The only estate version ever built of the classic early 1970s Aston Martin DBS is going to be auctioned on May 19 by Bonhams.
With an expected price of £50,000 - £70,000, the DBS estate is relatively affordable by the standards of classic Aston Martins, as most 1960s Astons are now over £100,000.
The car was built specially for an unnamed Scottish Laird who wanted it for salmon fishing trips – hence the roof rack for his fishing gear. Perhaps surprisingly the Laird got bored with it and sold it in 1975 to its present owner, who repainted it from red to the classic dark blue metallic that was so popular in the early 1970s.

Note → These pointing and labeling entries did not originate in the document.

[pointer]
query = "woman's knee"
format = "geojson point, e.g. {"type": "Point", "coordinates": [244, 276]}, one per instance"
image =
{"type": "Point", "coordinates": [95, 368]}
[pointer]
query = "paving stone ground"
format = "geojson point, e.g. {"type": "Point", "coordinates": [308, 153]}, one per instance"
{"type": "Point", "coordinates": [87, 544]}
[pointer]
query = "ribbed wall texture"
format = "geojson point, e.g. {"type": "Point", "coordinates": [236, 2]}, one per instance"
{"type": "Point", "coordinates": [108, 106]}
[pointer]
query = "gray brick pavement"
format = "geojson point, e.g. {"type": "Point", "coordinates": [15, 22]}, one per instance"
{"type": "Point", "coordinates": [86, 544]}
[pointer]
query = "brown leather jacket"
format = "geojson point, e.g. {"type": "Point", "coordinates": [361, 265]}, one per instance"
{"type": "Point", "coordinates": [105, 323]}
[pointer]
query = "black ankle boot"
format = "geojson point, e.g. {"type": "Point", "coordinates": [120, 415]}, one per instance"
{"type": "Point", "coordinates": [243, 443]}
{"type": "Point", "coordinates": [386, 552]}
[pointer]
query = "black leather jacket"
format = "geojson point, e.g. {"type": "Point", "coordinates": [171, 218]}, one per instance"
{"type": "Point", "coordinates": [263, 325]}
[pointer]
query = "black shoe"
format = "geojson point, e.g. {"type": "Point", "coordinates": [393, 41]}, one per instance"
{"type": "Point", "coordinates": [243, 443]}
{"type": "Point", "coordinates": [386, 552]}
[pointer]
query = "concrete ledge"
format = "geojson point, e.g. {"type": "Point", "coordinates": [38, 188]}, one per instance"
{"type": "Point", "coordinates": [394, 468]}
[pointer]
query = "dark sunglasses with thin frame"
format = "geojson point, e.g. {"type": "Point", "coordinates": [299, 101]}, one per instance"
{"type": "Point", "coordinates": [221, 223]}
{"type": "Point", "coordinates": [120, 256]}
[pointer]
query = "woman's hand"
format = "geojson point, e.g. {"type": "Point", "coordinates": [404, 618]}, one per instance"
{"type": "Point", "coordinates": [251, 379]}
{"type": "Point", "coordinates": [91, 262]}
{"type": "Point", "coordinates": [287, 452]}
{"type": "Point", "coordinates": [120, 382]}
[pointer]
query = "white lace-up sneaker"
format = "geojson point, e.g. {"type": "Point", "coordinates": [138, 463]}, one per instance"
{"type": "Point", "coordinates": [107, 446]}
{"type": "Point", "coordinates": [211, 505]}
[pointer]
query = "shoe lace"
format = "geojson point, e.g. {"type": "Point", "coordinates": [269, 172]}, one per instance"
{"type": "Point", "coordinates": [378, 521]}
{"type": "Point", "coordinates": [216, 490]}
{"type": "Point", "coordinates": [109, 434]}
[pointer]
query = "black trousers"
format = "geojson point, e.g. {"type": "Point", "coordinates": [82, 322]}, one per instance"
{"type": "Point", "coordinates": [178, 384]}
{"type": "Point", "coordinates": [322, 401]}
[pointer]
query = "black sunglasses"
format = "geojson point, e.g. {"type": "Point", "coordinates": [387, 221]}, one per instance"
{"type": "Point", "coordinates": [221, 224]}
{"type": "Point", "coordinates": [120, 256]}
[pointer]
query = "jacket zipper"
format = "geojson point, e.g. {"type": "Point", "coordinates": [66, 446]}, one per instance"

The conversion was done by a company called FLM in Battersea, South London, who also made a Rover 2000 estate at the time. FLM created bespoke rear side windows for the DBS estate, but the problem with a conversion is always the tailgate, which would be incredibly expensive to design and build as a one-off. FLM solved the problem by using an adapted tailgate from a Hillman Hunter estate, and we have to say, it looks extremely well integrated.
The car appears to have been very well maintained, including a conversion to run on unleaded petrol, and has been featured in a number of magazines over the years. The only negative factor is that it uses the 4.0 litre 6-cylinder engine from the DB6, not the 5.3 litre V8 that became standard in 1972. When the DBS was first introduced the new V8 engine was not yet ready, so early ones had to make to with the smaller engine.
The DBS is part of a long British tradition of fast estates, from the Aston Martin DB5 to the 1980s Jaguar XJS-based Lynx Eventer. Indeed with the Reliant Scimitar GTE of 1970, Britain can claim to have made the first production high performance estate car.